Get size in Bytes needed for an integer in Python

Question

How can I find out the number of Bytes a certain integer number takes up to store?

E.g. for

• hexadecimal \x00 - \xff (or decimal 0 - 255 = binary 0000 0000 - 1111 1111) I'm looking to get 1 (Byte),
• hexadecimal \x100 - \xffff (or decimal 256 - 65535 = binary 0000 0001 0000 0000 - 1111 1111 1111 1111) would give me 2 (Bytes)

and so on.

Any clue for hexadecimal or decimal format as the input?

Answer 1

def byte_length(i):
    return (i.bit_length() + 7) // 8

Of course, as Jon Clements points out, this isn't the size of the actual PyIntObject, which has a PyObject header, and stores the value as a bignum in whatever way is easiest to deal with rather than most compact, and which you have to have at least one pointer (4 or 8 bytes) to on top of the actual object, and so on.

But this is the byte length of the number itself. It's almost certainly the most efficient answer, and probably also the easiest to read.

Or is ceil(i.bit_length() / 8.0) more readable?

Answer 2

# Python 3

import math

nbr = 0xff                 # 255 defined in hexadecimal
nbr = "{0:b}".format(nbr)    # Transform the number into a string formated as bytes.

bit_length = len(nbr)      # Number of characters
byte_length = math.ceil( bit_length/8 ) # Get minimum number of bytes

Answer 3

on python command prompt, you can use size of function

**$ import python 
$ import ctypes
$ ctypes.sizeof(ctypes.c_int)**

Answer 4

By using a simple biwise operation to move all the used bits over 1 byte each time you can see how many bytes are needed to store a number.

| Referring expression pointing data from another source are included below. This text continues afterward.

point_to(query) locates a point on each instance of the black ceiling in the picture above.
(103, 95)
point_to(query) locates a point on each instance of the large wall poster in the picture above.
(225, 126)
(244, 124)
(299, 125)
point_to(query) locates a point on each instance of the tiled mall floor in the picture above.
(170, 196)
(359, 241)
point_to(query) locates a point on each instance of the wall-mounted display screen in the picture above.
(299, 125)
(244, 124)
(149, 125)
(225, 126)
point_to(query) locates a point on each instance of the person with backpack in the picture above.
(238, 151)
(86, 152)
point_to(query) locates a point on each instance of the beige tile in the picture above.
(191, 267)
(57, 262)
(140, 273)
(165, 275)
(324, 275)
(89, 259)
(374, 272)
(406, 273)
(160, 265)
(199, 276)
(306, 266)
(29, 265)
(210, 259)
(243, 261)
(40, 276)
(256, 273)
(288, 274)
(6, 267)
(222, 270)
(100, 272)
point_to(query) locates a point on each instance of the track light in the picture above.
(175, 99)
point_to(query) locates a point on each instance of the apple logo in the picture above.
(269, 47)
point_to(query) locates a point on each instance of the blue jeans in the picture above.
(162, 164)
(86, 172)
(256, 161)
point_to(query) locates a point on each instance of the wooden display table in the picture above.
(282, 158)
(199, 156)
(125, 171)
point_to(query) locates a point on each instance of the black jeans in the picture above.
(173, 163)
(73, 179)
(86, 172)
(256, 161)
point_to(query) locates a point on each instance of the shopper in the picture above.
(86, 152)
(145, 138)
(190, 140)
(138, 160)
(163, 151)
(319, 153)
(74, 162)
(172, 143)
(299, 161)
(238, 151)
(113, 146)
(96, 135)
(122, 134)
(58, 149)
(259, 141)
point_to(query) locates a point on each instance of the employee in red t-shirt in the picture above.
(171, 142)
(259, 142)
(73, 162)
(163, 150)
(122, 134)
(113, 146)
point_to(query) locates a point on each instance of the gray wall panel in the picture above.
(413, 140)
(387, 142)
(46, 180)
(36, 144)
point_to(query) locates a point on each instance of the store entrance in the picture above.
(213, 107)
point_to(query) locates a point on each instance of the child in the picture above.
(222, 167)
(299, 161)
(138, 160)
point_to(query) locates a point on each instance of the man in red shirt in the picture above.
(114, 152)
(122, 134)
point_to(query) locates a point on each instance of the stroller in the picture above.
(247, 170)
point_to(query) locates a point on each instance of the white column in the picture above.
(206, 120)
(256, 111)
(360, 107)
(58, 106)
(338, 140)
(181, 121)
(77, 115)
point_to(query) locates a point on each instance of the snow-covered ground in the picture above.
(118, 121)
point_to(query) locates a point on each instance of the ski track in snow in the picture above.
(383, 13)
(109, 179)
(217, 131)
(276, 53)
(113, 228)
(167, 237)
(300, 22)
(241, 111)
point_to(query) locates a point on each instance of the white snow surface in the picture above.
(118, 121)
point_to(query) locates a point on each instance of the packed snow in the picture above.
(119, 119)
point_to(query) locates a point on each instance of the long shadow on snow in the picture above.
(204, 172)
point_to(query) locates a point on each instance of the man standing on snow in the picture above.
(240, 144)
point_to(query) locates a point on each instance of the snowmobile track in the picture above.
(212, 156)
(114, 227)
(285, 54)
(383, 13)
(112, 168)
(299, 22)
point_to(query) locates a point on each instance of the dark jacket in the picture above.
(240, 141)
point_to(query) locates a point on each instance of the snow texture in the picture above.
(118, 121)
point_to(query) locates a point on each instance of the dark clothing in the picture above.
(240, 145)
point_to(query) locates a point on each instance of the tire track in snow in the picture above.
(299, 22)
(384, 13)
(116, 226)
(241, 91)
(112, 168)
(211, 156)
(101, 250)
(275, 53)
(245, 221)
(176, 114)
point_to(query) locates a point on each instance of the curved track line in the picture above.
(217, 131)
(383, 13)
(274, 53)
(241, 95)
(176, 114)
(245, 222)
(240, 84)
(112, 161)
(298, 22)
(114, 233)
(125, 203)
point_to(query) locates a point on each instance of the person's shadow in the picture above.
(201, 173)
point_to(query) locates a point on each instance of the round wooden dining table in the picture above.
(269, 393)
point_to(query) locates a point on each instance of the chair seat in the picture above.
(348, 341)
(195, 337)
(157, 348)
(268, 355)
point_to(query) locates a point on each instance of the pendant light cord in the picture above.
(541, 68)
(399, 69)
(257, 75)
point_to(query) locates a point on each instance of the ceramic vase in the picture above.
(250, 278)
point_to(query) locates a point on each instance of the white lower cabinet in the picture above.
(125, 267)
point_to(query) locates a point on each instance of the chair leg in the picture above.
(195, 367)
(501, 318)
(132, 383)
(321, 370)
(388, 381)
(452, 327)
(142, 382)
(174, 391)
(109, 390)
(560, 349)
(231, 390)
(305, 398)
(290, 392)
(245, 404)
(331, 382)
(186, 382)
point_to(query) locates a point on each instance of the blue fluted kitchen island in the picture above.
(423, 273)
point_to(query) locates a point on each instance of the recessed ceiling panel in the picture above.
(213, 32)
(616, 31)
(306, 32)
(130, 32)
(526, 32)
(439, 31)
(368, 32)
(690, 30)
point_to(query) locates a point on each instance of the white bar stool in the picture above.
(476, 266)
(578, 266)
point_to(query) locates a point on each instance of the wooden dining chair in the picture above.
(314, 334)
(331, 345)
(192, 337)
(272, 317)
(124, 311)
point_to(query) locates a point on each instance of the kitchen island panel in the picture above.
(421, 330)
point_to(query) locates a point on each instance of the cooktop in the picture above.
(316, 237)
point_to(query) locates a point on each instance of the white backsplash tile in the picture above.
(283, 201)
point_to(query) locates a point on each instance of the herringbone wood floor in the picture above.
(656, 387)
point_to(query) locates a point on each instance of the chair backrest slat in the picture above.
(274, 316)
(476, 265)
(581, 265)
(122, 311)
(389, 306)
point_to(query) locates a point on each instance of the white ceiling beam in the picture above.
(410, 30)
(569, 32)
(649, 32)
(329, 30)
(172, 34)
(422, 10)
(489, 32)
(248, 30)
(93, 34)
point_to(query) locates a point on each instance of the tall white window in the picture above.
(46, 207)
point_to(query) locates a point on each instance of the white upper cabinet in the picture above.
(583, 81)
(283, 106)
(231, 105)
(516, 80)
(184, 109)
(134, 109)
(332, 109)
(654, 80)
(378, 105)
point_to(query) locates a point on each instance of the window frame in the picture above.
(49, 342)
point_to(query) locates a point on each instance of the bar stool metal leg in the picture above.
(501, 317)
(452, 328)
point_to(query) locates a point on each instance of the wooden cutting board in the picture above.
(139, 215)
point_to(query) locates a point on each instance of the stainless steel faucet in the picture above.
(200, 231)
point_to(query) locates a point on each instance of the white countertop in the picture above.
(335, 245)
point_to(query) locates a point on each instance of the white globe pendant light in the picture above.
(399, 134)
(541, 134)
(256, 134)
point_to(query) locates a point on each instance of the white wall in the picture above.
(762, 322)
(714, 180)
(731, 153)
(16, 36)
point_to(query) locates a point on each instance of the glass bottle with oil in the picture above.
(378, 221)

It's probably worth noting that while this method is very generic, it will not work on negative numbers and only looks at the binary of the variable without taking into account what it is stored in.

a = 256
i = 0

while(a > 0):
    a = a >> 8;
    i += 1;

print (i)

The program behaves as follows:

a is 0000 0001 0000 0000 in binary each run of the loop will shift this to the left by 8:

loop 1:
0000 0001 >> 0000 0000
0000 0001 > 0 (1 > 0)

loop 2:

0000 0000 >> 0000 0001
0000 0000 > 0 (0 > 0)

END 0 is not > 0

so there are 2 bytes needed to store the number.

Answer 5

Unless you're dealing with an array.array or a numpy.array - the size always has object overhead. And since Python deals with BigInts naturally, it's really, really hard to tell...

>>> i = 5
>>> import sys
>>> sys.getsizeof(i)
24

So on a 64bit platform it requires 24 bytes to store what could be stored in 3 bits.

However, if you did,

>>> s = '\x05'
>>> sys.getsizeof(s)
38

So no, not really - you've got the memory-overhead of the definition of the object rather than raw storage...

If you then take:

>>> a = array.array('i', [3])
>>> a
array('i', [3])
>>> sys.getsizeof(a)
60L
>>> a = array.array('i', [3, 4, 5])
>>> sys.getsizeof(a)
68L

Then you get what would be called normal byte boundaries, etc.. etc... etc...

If you just want what "purely" should be stored - minus object overhead, then from 2.(6|7) you can use some_int.bit_length() (otherwise just bitshift it as other answers have shown) and then work from there

Answer 6

You can use simple math:

>>> from math import log
>>> def bytes_needed(n):
...     if n == 0:
...         return 1
...     return int(log(n, 256)) + 1
...
>>> bytes_needed(0x01)
1
>>> bytes_needed(0x100)
2
>>> bytes_needed(0x10000)
3